In a TED Talk, magician, Apollo Robbins, called an audience member on stage and used his skills to remove the spectator's watch and cash, while keeping the audience focused on his sleight of hand. The audience was in fact so focused that they seemed to miss the fact that Apollo had changed shirts mid-way through the talk. I watched this video online and missed the change too. (It's incredible).

Misdirection as Apollo touched upon is often the ability to control and divert someone's attention in a manner that even if they are looking directly at the sleight, they notice nothing. It was about keeping the mind busy and misdirected rather than then trying to hide something from the sensory organs. The "Invisible Gorilla" experiment is a classic case of how misdirection can affect our perception and how we can miss something obvious right in front of us, just cause we don’t expect it to be there. (Another reason why checklists are important)

For more on this you can refer to this article.

2. It's all relative

There is a popular trick where a magician is able to steal a watch from a person’s hand without the person realizing it. This is possible cause, when the magician touches a person's wrist, he applies an even greater pressure on the person’s shoulder. Biologically, we tend to perceive things in a relative fashion and so the pressure on the wrist is not felt. This is interesting cause, from equity valuation to buying the right size of popcorn, relative decision-making is everywhere.

For more on this refer to this article.

3. Storytelling

So much of magic is storytelling. I've done card tricks where I've convinced people that I can read their handwriting and if they write the name of five cards, I can examine their handwriting and tell them which one they actually picked. Ofcourse I have no mind-reading skills, but I do know how to force someone to pick a card, I want them to pick.

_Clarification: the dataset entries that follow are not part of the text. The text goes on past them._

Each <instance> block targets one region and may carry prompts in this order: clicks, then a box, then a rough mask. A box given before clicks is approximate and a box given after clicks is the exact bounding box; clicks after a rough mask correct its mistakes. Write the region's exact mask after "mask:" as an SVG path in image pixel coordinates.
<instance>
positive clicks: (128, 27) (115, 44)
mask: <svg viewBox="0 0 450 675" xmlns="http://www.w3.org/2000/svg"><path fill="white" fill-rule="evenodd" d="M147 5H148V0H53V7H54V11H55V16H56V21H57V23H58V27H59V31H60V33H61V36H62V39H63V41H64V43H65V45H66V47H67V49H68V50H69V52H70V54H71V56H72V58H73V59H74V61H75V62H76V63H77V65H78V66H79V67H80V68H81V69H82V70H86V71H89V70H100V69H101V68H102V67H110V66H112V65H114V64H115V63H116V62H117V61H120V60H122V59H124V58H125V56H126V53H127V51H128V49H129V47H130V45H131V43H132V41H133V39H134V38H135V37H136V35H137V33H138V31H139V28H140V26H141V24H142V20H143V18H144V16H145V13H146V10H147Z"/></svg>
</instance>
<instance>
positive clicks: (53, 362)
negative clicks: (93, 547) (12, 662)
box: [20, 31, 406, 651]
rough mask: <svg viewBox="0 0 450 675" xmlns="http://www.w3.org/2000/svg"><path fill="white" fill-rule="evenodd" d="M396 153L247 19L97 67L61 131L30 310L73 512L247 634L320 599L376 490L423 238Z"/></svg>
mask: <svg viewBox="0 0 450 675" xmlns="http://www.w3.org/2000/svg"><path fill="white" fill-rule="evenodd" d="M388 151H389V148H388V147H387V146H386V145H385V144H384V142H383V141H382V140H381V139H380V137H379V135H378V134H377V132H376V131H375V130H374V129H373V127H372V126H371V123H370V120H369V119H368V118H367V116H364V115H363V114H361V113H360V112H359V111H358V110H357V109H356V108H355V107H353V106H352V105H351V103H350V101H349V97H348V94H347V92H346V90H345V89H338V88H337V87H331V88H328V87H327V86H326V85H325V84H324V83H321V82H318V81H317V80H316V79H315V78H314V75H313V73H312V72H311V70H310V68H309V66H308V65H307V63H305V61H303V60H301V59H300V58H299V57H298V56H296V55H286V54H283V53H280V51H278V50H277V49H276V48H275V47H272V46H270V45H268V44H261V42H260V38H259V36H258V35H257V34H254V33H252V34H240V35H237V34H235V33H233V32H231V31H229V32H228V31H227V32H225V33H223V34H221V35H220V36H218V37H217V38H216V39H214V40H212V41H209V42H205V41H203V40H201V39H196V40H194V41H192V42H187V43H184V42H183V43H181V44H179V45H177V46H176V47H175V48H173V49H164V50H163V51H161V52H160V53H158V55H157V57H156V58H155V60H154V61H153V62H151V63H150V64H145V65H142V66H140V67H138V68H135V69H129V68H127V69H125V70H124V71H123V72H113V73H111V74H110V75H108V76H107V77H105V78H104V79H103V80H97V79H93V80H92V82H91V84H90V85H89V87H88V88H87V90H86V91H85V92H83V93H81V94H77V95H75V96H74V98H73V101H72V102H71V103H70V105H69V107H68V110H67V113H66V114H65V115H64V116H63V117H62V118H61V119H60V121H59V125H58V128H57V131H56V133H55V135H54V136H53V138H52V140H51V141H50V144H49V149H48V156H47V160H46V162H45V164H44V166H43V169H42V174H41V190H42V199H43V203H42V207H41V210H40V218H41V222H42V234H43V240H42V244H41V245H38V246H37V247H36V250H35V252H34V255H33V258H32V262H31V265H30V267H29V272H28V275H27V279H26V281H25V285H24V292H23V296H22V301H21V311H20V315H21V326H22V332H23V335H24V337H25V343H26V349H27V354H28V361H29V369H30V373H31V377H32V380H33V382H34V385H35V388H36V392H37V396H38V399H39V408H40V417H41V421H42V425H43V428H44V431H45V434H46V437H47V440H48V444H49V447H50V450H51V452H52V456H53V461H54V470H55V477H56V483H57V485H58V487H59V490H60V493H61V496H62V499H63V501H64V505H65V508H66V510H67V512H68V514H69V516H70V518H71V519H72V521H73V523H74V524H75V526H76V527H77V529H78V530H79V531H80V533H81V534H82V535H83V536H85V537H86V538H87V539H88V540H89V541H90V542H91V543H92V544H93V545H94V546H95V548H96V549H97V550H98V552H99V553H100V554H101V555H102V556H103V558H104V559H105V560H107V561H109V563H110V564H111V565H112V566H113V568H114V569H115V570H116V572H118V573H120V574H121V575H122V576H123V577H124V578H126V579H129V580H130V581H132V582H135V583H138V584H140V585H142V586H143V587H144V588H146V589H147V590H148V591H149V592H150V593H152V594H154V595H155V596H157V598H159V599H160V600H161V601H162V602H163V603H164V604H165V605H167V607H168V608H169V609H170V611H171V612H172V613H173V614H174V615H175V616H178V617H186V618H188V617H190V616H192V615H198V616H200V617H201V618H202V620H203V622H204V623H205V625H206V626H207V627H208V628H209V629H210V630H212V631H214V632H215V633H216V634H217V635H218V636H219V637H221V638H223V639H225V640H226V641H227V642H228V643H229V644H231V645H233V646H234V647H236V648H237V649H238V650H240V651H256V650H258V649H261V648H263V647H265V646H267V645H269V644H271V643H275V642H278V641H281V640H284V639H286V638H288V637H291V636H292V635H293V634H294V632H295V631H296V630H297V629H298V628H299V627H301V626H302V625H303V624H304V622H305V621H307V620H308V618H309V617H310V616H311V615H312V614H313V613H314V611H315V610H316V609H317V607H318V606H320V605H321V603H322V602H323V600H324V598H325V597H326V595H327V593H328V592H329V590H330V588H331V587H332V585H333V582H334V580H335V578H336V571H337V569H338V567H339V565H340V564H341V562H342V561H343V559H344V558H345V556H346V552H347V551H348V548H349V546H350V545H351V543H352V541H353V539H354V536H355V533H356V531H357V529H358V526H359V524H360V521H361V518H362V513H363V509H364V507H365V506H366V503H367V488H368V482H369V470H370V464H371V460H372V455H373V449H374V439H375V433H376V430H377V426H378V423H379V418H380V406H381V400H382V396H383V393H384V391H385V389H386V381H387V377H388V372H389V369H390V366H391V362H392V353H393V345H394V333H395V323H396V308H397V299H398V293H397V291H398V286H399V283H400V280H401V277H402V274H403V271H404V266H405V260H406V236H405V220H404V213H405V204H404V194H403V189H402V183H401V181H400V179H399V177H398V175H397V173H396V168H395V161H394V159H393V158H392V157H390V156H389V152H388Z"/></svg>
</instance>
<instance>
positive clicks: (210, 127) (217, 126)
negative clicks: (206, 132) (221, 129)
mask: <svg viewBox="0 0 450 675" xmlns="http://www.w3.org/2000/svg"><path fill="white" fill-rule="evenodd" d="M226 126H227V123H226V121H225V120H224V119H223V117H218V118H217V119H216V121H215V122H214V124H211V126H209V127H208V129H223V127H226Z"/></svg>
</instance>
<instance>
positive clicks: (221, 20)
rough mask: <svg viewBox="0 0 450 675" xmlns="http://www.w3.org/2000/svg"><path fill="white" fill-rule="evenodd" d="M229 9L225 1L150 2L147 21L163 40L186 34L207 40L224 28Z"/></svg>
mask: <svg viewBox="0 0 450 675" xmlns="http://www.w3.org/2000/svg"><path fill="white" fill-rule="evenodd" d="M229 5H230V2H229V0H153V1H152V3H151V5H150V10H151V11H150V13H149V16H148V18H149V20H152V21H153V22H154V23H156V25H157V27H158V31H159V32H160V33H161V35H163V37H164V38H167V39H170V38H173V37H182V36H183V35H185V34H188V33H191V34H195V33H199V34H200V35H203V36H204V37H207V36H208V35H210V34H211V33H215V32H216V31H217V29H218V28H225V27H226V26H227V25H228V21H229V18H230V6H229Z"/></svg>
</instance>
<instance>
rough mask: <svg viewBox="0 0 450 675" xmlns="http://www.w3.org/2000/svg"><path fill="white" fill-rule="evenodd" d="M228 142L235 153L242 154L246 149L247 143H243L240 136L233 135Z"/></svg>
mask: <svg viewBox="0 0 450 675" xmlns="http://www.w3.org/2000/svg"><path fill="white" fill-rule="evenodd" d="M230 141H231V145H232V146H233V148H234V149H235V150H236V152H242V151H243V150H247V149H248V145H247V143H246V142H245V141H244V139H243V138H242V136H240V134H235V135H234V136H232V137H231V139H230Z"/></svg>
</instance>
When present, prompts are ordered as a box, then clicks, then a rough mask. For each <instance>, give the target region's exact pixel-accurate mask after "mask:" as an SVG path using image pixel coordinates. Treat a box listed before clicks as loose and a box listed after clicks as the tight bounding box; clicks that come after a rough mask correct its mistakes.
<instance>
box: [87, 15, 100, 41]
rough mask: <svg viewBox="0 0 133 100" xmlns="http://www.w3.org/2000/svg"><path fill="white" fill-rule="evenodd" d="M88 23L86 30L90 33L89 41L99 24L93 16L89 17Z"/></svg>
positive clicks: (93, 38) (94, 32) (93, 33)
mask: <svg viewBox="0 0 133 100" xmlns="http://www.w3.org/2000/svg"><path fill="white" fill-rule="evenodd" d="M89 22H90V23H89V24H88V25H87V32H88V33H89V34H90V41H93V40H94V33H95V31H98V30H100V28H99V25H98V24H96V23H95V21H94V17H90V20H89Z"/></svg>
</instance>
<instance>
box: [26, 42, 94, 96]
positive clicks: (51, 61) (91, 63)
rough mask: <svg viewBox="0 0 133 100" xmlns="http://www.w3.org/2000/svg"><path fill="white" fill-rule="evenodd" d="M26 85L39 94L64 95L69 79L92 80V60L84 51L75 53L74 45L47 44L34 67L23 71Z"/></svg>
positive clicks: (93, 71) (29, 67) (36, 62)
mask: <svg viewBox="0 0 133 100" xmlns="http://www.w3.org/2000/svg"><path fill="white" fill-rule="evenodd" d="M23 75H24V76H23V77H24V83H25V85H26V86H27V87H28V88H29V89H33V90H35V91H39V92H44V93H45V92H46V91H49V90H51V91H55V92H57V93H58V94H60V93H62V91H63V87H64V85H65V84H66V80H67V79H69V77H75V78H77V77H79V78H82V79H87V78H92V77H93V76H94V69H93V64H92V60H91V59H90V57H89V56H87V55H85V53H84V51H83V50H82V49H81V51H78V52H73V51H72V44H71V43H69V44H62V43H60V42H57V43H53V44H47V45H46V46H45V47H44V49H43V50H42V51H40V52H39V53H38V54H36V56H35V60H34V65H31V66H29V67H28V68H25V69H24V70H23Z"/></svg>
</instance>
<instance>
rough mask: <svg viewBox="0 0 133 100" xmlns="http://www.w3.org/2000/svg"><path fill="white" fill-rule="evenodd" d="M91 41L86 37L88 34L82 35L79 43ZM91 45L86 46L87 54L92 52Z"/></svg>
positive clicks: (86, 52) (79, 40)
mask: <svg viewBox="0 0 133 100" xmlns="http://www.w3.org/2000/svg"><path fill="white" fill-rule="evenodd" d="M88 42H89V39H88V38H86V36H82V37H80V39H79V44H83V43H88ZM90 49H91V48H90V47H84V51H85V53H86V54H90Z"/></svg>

The rest is storytelling.

A big reason why we fall for the story a magician is telling us is our desire to listen to stories and find meaning in them. Being innately curious we are always looking to make sense of the world and in the case of magic, anything that makes some sense is adopted as an explanation. Our brain is constantly trying to connect dots, and a magician is trying to nudge the brain in the wrong direction. Unfortunately, this nudging happens even outside the world of magic.

For more on this check out this article!

4. Time

The Incredible magicians Penn and Teller once produced 500 live cockroaches on the desk of talk-show host David Letterman. The preparation of this trick involved hiring an entomologist, learning how to pick cockroaches without screaming, building a secret compartment, and then creating a routine to sneak this compartment into a hat. When asked about this trick Teller said “More trouble than the trick was worth? To you, probably. But not to magicians.”

He goes on to mention that to fool someone, “Make the secret a lot more trouble than the trick seems worth. You will be fooled by a trick if it involves more time, money, and practice than you (or any other sane onlooker) would be willing to invest”."

Or as Mr. Munger says “Take a simple idea and take it seriously”.